Zurück an den Start zu Gunsten erneuerbarer Energien und öffentliche Verfügbarkeit von Wasserkraft und Übertragungsnetz

Wien (OTS) - "Die hektischen Reparaturversuche des missglückten Bestrebens die OMV-Verbund-Kooperation nur mit Änderung der Verfassungsbestimmungen über die öffentlichen Anteile an den Stromgesellschaften über die Bühne zu bringen, führen zu immer skurrileren 'Ergebnissen'. "Fest steht, dass das Hauptproblem der öffentlichen Verfügbarkeit über die Wasserkraftnutzung nicht gelöst wird", meint der Budgetsprecher der Grünen, Werner Kogler.

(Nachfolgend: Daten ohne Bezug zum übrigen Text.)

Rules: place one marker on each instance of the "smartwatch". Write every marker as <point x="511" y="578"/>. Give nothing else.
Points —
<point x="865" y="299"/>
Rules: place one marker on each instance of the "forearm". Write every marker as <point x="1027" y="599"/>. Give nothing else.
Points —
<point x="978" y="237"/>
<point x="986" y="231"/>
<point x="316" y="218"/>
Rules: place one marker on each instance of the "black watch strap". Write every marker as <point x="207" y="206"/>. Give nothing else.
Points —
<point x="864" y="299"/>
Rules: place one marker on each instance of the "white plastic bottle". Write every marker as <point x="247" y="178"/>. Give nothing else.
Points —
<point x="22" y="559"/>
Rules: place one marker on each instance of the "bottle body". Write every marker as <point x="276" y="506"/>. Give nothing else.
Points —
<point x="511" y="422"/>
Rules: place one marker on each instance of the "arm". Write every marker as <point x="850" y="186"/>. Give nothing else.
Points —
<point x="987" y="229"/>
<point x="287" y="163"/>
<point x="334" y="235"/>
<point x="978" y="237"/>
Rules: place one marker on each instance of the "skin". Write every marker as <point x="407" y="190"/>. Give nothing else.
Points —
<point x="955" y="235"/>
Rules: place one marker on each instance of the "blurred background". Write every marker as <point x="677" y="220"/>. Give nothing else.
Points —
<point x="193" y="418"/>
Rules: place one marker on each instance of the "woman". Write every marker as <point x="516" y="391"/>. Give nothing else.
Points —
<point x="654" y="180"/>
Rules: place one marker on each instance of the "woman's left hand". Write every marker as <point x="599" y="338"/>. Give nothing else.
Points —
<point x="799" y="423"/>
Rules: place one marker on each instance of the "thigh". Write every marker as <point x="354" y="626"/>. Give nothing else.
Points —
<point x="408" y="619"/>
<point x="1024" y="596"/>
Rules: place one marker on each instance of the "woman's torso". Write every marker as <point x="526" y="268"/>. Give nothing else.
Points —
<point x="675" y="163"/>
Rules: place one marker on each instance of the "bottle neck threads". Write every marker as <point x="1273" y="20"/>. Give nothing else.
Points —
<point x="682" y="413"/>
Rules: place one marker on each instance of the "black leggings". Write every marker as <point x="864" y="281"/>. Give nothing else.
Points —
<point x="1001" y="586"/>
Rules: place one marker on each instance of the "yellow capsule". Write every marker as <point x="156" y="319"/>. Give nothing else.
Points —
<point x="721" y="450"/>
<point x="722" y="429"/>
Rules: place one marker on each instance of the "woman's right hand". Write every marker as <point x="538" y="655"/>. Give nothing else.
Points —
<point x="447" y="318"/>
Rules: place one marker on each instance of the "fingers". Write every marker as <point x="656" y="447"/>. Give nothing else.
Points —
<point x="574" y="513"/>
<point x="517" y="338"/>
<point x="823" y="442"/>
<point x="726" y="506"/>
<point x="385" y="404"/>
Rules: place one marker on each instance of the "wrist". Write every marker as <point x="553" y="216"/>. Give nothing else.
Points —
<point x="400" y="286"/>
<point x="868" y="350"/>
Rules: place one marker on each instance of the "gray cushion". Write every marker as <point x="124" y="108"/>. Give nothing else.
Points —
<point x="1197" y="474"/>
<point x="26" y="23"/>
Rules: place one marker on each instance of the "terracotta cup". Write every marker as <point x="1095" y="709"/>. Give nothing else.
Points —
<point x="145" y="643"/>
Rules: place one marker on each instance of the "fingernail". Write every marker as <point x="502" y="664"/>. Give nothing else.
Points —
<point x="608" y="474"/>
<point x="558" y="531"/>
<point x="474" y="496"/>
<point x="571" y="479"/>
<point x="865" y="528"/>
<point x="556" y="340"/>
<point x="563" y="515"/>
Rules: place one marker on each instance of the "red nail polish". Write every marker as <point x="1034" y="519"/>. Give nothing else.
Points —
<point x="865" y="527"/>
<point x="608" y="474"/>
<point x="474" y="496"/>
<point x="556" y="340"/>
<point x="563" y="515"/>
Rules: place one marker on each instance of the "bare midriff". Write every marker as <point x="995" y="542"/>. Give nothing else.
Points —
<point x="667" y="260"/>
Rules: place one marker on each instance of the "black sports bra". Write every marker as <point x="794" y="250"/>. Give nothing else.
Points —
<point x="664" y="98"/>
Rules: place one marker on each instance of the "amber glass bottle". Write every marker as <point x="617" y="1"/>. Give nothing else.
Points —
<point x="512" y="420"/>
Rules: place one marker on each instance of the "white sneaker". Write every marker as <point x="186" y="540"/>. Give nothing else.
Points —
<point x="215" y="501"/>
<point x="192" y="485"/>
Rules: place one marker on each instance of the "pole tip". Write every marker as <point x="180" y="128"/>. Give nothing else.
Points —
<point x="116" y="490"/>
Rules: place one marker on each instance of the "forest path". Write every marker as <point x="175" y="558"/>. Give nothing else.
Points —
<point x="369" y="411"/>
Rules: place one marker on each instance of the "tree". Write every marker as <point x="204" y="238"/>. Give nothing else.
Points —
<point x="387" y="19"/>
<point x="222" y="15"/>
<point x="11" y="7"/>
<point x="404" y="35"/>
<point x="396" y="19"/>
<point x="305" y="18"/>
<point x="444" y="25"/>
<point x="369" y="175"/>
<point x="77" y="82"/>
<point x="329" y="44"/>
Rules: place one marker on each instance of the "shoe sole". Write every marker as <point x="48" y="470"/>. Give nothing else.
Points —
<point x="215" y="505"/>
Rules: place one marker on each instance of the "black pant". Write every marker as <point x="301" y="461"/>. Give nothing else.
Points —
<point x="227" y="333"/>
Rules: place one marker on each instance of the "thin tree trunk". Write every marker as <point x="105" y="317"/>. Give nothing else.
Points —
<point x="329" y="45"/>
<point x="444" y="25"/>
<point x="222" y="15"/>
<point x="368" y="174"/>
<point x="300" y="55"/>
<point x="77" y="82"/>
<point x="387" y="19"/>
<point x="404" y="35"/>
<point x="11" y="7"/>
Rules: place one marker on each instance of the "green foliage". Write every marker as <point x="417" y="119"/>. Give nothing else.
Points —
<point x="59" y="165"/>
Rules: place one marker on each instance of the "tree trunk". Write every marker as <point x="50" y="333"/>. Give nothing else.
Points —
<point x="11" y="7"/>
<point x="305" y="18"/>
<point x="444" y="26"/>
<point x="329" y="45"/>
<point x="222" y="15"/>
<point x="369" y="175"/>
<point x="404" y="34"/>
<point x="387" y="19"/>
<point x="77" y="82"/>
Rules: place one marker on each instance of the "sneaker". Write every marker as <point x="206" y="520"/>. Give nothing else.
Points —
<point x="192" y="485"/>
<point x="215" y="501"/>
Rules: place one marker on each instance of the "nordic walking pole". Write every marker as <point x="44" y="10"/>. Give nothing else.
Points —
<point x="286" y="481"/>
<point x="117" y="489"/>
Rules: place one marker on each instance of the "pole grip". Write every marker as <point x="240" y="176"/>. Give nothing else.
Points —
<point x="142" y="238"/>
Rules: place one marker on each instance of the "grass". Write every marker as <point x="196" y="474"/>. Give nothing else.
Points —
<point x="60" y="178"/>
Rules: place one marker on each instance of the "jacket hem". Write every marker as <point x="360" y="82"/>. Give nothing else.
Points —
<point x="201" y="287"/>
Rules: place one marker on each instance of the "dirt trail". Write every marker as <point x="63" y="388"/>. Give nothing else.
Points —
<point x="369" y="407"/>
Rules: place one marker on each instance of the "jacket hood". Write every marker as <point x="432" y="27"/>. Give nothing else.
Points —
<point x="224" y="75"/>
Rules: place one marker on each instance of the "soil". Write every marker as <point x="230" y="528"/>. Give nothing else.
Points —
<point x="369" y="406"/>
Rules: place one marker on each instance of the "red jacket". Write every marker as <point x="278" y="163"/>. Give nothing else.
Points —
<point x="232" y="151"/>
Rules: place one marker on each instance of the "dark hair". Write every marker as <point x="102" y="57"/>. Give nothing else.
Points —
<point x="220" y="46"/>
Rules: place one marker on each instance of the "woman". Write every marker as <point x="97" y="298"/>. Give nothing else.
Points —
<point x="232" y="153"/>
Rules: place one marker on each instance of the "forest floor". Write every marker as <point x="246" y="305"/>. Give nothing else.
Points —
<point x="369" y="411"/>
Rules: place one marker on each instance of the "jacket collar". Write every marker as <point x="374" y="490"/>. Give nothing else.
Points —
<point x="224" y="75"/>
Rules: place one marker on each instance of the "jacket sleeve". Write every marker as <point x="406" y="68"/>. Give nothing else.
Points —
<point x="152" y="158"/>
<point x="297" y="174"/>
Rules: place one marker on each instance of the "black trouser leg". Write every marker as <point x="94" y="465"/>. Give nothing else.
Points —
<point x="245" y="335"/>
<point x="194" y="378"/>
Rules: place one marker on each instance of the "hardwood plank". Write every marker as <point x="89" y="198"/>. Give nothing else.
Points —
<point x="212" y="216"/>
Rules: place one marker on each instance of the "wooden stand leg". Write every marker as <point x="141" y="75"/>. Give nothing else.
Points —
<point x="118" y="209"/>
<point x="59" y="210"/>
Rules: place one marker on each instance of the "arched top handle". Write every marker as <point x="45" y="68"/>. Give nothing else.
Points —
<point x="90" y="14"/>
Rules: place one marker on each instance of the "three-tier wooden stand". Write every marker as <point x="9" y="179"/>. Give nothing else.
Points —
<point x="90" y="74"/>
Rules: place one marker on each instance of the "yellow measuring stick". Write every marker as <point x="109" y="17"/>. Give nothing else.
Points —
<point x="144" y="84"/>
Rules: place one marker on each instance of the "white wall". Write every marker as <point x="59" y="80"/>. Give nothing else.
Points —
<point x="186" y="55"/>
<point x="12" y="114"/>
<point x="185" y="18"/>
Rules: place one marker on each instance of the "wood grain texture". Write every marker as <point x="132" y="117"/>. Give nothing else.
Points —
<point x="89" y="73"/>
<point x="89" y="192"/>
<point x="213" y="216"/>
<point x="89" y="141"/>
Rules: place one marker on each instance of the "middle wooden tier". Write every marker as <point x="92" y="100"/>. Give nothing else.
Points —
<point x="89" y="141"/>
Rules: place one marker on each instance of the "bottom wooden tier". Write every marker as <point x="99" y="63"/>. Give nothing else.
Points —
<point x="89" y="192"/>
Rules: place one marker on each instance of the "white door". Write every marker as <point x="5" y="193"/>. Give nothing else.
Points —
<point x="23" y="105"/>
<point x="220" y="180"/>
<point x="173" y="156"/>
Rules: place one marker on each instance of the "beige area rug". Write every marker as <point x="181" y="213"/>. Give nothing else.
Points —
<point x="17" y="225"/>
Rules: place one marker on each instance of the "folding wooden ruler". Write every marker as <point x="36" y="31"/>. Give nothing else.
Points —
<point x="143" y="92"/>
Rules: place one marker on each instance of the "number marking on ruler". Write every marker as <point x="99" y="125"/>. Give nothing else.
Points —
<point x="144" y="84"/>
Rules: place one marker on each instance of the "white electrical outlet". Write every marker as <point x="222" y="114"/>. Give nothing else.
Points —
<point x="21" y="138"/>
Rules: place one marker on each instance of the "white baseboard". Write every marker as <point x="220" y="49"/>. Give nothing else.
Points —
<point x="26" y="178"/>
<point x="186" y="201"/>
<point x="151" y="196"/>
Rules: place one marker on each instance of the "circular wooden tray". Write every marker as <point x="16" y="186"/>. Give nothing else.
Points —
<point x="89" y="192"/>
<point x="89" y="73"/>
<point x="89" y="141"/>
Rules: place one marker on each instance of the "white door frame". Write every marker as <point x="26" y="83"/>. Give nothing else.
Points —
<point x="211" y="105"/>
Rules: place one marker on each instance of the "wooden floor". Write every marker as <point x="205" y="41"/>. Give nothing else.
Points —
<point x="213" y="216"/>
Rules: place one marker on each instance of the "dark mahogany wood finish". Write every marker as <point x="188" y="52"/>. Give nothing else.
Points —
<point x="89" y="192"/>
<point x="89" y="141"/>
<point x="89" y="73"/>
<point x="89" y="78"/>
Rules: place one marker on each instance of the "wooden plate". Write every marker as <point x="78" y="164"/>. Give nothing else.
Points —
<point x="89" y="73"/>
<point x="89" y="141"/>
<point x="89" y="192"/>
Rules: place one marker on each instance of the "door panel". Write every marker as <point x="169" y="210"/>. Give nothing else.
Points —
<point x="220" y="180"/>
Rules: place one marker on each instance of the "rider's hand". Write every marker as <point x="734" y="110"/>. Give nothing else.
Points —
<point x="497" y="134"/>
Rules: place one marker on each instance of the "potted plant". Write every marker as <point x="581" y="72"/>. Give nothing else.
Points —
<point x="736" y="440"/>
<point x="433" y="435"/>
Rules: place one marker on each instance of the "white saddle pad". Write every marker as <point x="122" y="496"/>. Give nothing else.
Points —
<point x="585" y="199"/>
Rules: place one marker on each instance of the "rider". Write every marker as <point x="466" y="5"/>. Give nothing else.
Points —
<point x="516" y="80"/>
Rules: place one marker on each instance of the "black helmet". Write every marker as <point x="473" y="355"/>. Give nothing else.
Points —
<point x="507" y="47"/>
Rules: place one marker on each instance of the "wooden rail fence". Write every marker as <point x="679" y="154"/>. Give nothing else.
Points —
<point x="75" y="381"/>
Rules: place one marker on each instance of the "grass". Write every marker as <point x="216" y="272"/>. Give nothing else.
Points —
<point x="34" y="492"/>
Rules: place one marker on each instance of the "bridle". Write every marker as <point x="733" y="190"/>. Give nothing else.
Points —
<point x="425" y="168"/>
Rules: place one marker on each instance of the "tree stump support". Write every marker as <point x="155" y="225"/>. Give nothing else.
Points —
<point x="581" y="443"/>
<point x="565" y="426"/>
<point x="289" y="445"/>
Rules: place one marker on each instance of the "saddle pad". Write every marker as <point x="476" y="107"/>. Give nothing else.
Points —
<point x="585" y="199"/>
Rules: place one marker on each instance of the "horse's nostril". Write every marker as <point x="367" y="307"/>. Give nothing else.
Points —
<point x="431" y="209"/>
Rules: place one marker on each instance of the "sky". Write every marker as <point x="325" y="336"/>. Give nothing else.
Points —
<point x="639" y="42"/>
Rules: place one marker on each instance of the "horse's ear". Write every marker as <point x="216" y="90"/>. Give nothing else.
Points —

Wenn betriebliche Synergien im Bereich der Gaswirtschaft namentlich das Errichten von Gaskraftwerken in Südosteuropa bestünden, könnte man diese auch durch andere Zusammenarbeitsformen andenken. "Einer gemeinsamen Aktivität in diesem Investitionsfeld und in der Südosteuropäischen Region wird kaum jemand Schranken setzen wollen", so Kogler. Entscheidend für die österreichische Energiepolitik ist aber, die Investitionsbereitschaft in erneuerbare Energien, die Nutzung der Wasserkraft zu Gunsten der österreichischen KonsumentInnen, die möglichste Verhinderungen von Atomstromimporten und das öffentliche Eigentum an den Übertragungsnetzen.